Being no real fan of the major publishers and the long held vice grip they've had over the sale and distribution of books, It has to be said that Amazon dealings with major publishers has been nothing short of mafia like. Knowing full well they have whip hand over the "big five" (or six depending on who you ask), Amazon have brazenly showed their disdain for publishers as much most big retailers have shown to their main suppliers however, other big retailers have been wise enough not to show their brutal tactics so publicly.

But this is nothing new as Silicon Valley titans such as Amazon have, especially in the last fifteen years, been using the same playbook of changing a market or industry in order to control it.
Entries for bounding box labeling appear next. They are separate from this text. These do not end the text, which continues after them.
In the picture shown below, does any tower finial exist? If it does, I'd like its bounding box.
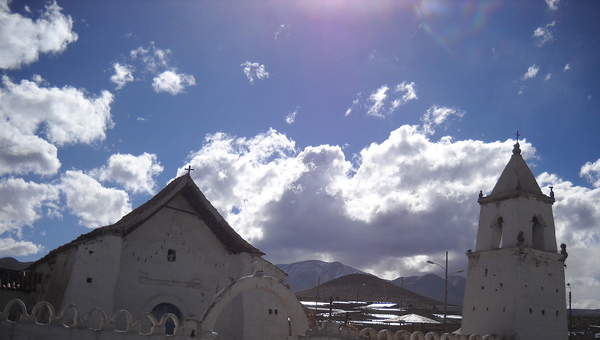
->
[513,130,521,155]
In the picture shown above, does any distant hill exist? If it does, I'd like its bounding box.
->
[277,260,365,292]
[391,274,466,305]
[0,257,32,270]
[296,274,441,307]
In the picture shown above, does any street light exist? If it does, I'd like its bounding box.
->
[567,283,573,339]
[427,251,463,330]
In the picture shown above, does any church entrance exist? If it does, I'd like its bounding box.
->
[152,303,182,335]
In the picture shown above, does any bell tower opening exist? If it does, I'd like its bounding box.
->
[531,216,546,250]
[490,217,504,249]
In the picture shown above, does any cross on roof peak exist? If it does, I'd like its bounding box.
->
[513,130,521,155]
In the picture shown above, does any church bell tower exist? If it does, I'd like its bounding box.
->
[461,141,568,340]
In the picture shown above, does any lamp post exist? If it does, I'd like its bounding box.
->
[427,251,462,330]
[567,283,573,339]
[356,282,367,303]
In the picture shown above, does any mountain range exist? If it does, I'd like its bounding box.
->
[277,260,465,305]
[296,274,441,309]
[277,260,366,292]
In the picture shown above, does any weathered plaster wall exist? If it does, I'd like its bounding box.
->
[31,247,77,306]
[61,235,122,313]
[462,248,567,340]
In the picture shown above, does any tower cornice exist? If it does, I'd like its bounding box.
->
[477,190,555,204]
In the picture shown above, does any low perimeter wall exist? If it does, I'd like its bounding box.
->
[0,299,511,340]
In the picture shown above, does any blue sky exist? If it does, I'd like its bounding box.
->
[0,0,600,307]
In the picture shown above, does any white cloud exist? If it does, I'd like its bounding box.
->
[179,126,600,307]
[0,177,58,235]
[129,41,171,73]
[0,76,113,175]
[0,0,77,69]
[285,109,298,125]
[91,152,164,194]
[152,70,196,95]
[240,61,269,84]
[546,0,560,11]
[0,120,61,175]
[273,24,290,40]
[58,170,131,228]
[179,125,534,268]
[395,81,418,103]
[110,63,135,90]
[422,105,465,134]
[533,21,556,47]
[0,238,43,257]
[344,96,361,117]
[579,159,600,188]
[522,64,540,80]
[0,76,113,145]
[367,85,390,118]
[537,171,600,308]
[366,81,418,118]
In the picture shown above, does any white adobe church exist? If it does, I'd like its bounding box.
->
[14,174,308,340]
[461,141,568,340]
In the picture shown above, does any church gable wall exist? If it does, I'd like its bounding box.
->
[61,235,122,313]
[114,195,256,316]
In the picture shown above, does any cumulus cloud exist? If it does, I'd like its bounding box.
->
[366,81,418,118]
[533,21,556,47]
[179,126,600,306]
[546,0,560,11]
[0,120,61,175]
[179,125,534,273]
[58,170,131,228]
[537,171,600,308]
[0,76,113,175]
[521,64,540,80]
[110,63,134,90]
[579,159,600,188]
[0,177,58,235]
[344,92,361,117]
[285,109,298,125]
[0,76,113,145]
[0,238,43,257]
[129,41,172,73]
[422,105,464,134]
[91,152,164,194]
[152,70,196,95]
[0,0,77,69]
[240,61,269,84]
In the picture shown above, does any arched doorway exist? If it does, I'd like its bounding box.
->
[202,274,308,340]
[151,302,182,335]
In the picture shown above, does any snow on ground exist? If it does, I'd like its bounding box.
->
[433,314,462,320]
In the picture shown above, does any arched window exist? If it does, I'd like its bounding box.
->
[152,303,182,335]
[531,216,545,250]
[490,217,504,249]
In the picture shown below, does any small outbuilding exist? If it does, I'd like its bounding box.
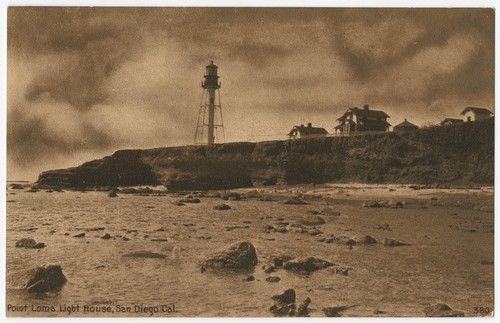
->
[460,107,493,122]
[393,119,418,132]
[288,122,328,139]
[334,104,391,135]
[440,118,464,126]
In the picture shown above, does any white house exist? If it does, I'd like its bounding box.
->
[460,107,493,122]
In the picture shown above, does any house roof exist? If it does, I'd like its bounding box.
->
[440,118,464,125]
[394,119,418,128]
[460,107,493,115]
[337,107,390,120]
[288,125,328,136]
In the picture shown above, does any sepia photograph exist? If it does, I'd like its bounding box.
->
[2,4,495,318]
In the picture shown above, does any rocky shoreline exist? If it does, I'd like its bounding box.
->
[36,118,494,191]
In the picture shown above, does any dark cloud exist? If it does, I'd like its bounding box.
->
[7,7,495,181]
[7,111,117,167]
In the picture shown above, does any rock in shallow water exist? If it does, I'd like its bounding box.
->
[214,204,231,211]
[350,234,377,244]
[25,265,67,293]
[177,197,201,205]
[424,304,465,317]
[300,214,325,225]
[123,251,167,259]
[201,241,257,270]
[323,305,358,317]
[266,276,281,283]
[283,257,333,272]
[382,238,409,247]
[222,192,241,201]
[16,238,45,249]
[321,207,340,216]
[271,288,295,306]
[283,197,307,205]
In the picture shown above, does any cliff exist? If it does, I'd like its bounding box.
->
[37,118,494,190]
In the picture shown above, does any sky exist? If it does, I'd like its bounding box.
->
[7,7,495,181]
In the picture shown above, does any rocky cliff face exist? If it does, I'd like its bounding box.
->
[37,118,494,190]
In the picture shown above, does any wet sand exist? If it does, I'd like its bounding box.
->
[6,184,494,317]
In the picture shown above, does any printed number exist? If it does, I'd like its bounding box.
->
[474,306,490,314]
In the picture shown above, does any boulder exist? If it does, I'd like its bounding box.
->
[389,200,405,209]
[201,241,257,269]
[271,288,295,305]
[351,234,377,244]
[296,297,311,317]
[323,305,357,317]
[16,238,45,249]
[123,251,167,259]
[222,192,241,201]
[177,197,201,205]
[25,265,67,293]
[424,304,465,317]
[266,276,281,283]
[283,197,307,205]
[214,204,231,211]
[300,214,325,225]
[382,238,408,247]
[283,257,333,272]
[363,201,382,207]
[245,190,260,199]
[321,207,340,216]
[273,255,293,267]
[269,289,297,317]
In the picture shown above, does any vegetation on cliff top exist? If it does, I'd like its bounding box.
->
[37,118,494,190]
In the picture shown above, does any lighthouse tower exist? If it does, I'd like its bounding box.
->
[194,61,225,145]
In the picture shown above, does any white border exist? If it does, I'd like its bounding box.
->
[0,0,500,323]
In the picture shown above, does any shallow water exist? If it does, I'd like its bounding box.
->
[6,190,494,316]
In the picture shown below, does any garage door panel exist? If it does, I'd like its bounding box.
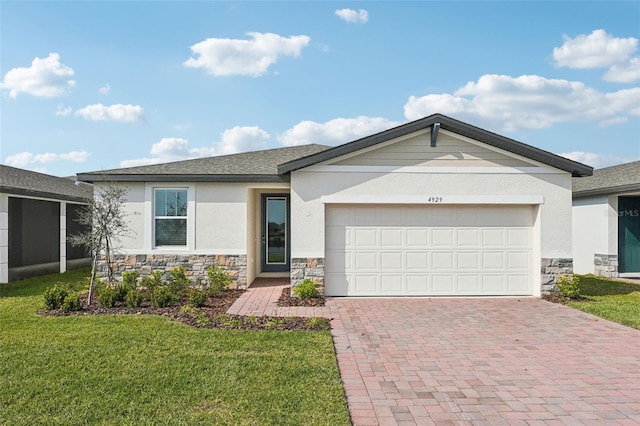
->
[380,251,404,271]
[353,228,378,248]
[325,205,534,296]
[380,275,405,296]
[380,228,405,247]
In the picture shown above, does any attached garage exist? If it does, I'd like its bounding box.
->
[325,204,537,296]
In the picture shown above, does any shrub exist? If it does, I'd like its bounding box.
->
[293,278,318,299]
[207,266,233,296]
[150,285,177,308]
[98,285,118,308]
[44,283,69,311]
[556,275,580,299]
[168,266,191,299]
[189,288,207,308]
[60,291,82,312]
[125,288,142,308]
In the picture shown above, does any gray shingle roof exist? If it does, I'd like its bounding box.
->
[78,144,329,182]
[573,161,640,198]
[0,164,93,201]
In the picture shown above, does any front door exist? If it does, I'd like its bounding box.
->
[261,194,291,272]
[618,197,640,274]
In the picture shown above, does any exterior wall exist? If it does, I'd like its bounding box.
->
[291,153,572,295]
[104,182,289,287]
[97,254,247,288]
[572,196,618,277]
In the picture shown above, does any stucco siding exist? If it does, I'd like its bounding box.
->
[572,196,618,274]
[291,167,572,258]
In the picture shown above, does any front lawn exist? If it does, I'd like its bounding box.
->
[0,270,350,425]
[567,275,640,329]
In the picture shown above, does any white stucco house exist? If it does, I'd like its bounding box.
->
[573,161,640,278]
[78,114,592,296]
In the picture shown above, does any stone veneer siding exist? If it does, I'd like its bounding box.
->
[291,257,324,294]
[97,254,247,289]
[593,253,618,278]
[540,257,573,293]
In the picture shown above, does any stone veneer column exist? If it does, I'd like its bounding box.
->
[593,253,618,278]
[98,254,247,289]
[291,257,324,294]
[540,257,573,293]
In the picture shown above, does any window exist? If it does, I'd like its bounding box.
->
[155,188,187,246]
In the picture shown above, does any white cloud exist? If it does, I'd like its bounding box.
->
[0,53,76,99]
[558,151,640,169]
[278,116,400,146]
[5,151,91,170]
[98,83,111,95]
[553,30,640,83]
[553,30,638,68]
[335,9,369,24]
[184,32,311,77]
[404,74,640,132]
[56,104,72,117]
[602,56,640,83]
[76,104,144,123]
[120,126,269,167]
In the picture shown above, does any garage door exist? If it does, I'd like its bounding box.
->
[325,205,534,296]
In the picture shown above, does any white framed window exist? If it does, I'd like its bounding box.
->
[154,188,188,247]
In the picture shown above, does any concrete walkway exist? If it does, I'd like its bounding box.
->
[229,282,640,425]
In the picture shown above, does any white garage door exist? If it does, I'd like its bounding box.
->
[325,205,534,296]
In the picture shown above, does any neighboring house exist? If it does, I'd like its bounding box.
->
[0,165,93,283]
[78,114,592,296]
[573,161,640,277]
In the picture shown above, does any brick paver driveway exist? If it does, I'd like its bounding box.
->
[328,298,640,425]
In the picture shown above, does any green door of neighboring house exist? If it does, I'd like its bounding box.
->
[618,197,640,274]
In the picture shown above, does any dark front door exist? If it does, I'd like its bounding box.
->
[618,197,640,273]
[262,194,291,272]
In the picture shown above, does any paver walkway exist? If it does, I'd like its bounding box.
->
[228,282,640,425]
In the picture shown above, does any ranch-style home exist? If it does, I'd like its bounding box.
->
[573,161,640,278]
[0,164,93,284]
[78,114,593,296]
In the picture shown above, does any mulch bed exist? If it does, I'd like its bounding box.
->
[278,287,325,307]
[38,289,331,330]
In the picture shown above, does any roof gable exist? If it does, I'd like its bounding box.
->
[573,161,640,198]
[329,130,539,167]
[0,164,93,202]
[278,114,593,177]
[78,145,329,182]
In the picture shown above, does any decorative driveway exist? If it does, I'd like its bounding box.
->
[327,298,640,426]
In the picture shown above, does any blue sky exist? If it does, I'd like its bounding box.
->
[0,0,640,176]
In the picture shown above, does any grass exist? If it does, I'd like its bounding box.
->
[567,275,640,329]
[0,270,350,425]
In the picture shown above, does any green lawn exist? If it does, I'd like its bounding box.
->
[568,275,640,329]
[0,270,350,425]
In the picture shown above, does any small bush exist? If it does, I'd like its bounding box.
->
[125,289,142,308]
[98,285,118,308]
[556,275,580,299]
[189,288,207,308]
[44,283,69,311]
[168,266,191,299]
[60,291,82,312]
[150,286,177,308]
[207,266,233,296]
[293,278,318,299]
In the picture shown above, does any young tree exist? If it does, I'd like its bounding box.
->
[69,184,131,305]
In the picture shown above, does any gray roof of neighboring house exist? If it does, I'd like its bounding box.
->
[278,114,593,177]
[573,161,640,198]
[0,164,93,202]
[78,144,329,182]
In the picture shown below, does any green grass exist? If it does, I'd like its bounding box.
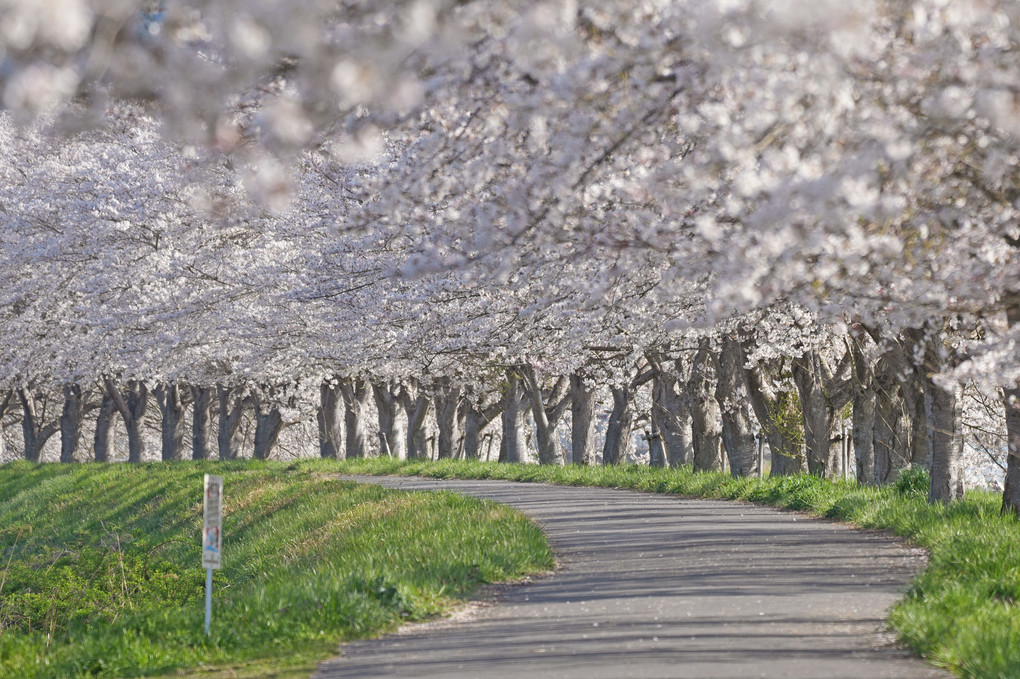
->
[322,460,1020,679]
[0,462,553,678]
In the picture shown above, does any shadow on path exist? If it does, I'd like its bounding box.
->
[315,477,951,679]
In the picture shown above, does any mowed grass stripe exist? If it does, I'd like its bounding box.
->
[0,461,553,677]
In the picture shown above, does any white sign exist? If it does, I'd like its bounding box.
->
[202,474,223,569]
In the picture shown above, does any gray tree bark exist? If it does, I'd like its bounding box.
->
[432,378,465,460]
[340,378,376,460]
[251,387,295,460]
[191,386,214,460]
[106,379,149,463]
[59,384,88,464]
[850,333,876,485]
[602,384,634,465]
[92,390,117,462]
[216,385,248,460]
[570,373,596,467]
[924,338,963,505]
[686,341,722,471]
[521,365,570,465]
[793,351,851,478]
[154,384,188,461]
[316,381,347,460]
[0,389,14,459]
[872,349,910,485]
[17,387,60,463]
[372,382,408,460]
[745,354,808,476]
[651,360,695,467]
[401,382,432,460]
[715,337,761,476]
[500,368,527,463]
[464,399,503,460]
[1002,297,1020,516]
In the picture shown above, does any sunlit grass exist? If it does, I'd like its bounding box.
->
[0,462,553,677]
[328,460,1020,679]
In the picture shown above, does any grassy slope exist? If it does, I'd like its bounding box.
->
[324,460,1020,679]
[0,462,552,677]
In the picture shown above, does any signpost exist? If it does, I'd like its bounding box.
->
[202,474,223,635]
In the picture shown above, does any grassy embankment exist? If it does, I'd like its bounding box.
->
[0,462,553,678]
[324,460,1020,679]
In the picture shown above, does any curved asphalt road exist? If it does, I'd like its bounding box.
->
[315,477,951,679]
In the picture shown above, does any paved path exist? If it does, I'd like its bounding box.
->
[316,478,950,679]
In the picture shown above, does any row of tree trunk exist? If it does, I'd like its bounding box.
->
[0,326,1020,509]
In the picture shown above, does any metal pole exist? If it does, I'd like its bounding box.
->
[205,568,212,636]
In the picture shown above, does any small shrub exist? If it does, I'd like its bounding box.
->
[893,467,931,498]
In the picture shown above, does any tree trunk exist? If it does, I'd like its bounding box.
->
[924,340,963,505]
[872,349,909,485]
[402,386,432,460]
[794,351,848,478]
[192,386,214,460]
[432,378,464,460]
[851,334,876,485]
[651,367,695,467]
[570,373,596,467]
[106,379,149,464]
[155,384,188,462]
[340,378,375,460]
[59,384,86,464]
[92,391,117,462]
[715,337,761,476]
[316,380,347,460]
[18,388,60,463]
[687,341,722,471]
[500,369,527,463]
[1003,296,1020,516]
[464,400,503,460]
[0,389,14,460]
[216,385,248,460]
[602,385,634,465]
[645,419,666,469]
[745,354,808,476]
[251,387,297,460]
[372,382,408,460]
[521,365,570,465]
[898,370,931,471]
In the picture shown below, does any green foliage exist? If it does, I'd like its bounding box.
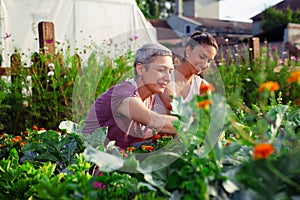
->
[136,0,175,19]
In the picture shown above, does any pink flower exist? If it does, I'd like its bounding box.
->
[93,181,106,190]
[129,35,139,41]
[291,56,297,61]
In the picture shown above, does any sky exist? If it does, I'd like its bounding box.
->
[220,0,283,22]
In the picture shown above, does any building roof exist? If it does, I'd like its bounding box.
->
[251,0,300,21]
[188,17,252,32]
[149,19,181,43]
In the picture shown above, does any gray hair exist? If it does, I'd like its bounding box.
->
[134,43,173,75]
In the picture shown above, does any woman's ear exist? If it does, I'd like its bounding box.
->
[135,63,145,76]
[185,46,192,57]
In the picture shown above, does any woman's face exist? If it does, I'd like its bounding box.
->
[186,44,217,74]
[142,56,174,94]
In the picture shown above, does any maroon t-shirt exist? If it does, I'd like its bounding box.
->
[83,80,154,149]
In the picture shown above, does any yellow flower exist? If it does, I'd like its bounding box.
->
[287,70,300,85]
[253,143,274,159]
[258,81,279,92]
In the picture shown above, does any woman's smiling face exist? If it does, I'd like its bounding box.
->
[186,44,217,74]
[142,56,174,94]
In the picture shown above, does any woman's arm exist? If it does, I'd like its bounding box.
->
[116,97,178,134]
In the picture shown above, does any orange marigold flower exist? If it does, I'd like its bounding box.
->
[287,70,300,84]
[253,143,274,159]
[200,82,215,94]
[152,134,161,142]
[126,147,135,152]
[19,142,26,147]
[141,145,154,151]
[197,99,211,108]
[258,81,279,92]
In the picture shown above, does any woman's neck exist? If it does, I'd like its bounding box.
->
[134,79,152,101]
[175,60,193,82]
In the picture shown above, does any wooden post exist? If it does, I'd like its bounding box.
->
[10,52,21,82]
[38,22,55,56]
[249,37,260,62]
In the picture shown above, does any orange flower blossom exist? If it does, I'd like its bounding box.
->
[200,83,215,94]
[287,70,300,85]
[126,147,135,152]
[141,145,154,151]
[152,134,161,142]
[258,81,279,92]
[253,143,274,159]
[197,99,211,108]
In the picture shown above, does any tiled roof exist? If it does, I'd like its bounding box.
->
[149,19,181,41]
[251,0,300,21]
[188,17,252,30]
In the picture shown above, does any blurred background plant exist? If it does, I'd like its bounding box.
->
[0,36,300,200]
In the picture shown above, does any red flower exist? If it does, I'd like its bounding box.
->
[152,134,161,142]
[141,145,154,151]
[253,143,274,159]
[19,142,26,147]
[126,147,135,152]
[12,135,22,142]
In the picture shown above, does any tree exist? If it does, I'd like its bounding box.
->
[262,7,300,32]
[136,0,175,19]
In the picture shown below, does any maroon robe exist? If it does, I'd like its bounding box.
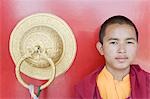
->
[75,65,150,99]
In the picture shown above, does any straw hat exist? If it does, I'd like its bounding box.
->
[10,13,76,80]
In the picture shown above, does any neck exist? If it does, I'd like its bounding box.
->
[106,65,130,81]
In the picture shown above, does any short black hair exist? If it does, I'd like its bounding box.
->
[99,15,138,44]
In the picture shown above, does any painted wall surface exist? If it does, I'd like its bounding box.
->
[0,0,150,99]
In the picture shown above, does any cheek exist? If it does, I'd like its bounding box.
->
[104,47,117,58]
[127,47,137,58]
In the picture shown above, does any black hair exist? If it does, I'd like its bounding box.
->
[99,15,138,44]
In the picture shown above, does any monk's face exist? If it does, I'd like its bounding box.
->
[98,24,137,70]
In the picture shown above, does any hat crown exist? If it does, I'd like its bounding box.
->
[20,26,63,68]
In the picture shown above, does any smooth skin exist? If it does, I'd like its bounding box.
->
[96,23,138,80]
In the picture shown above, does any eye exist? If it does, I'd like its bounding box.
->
[127,41,134,44]
[110,41,118,44]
The best example of this would be Apple's iTunes marketplace and music industry. YouTube of late has come into criticism for it strong-arm tactics against indie labels by forcing them into contracts that put them at a major disadvantage vis a vis its major label counterparts.

The same tend has taken hold in over markets but it has been most telling in the creative arts as the creative industries has been taken one blow too many for decades. Amazon knows full well its won the war against the major publishers and is fully aware that all the guff offered by the big publisher are no more than yelps of pain and confusion as big publishers such as Hatchette can only count on public opinion which maybe in some way negative against Amazon but not strong enough to affect their bottom line.

Another sign that Amazon has already won the war is its success in splitting the most important stakeholder in the publishing industry save the readers, authors.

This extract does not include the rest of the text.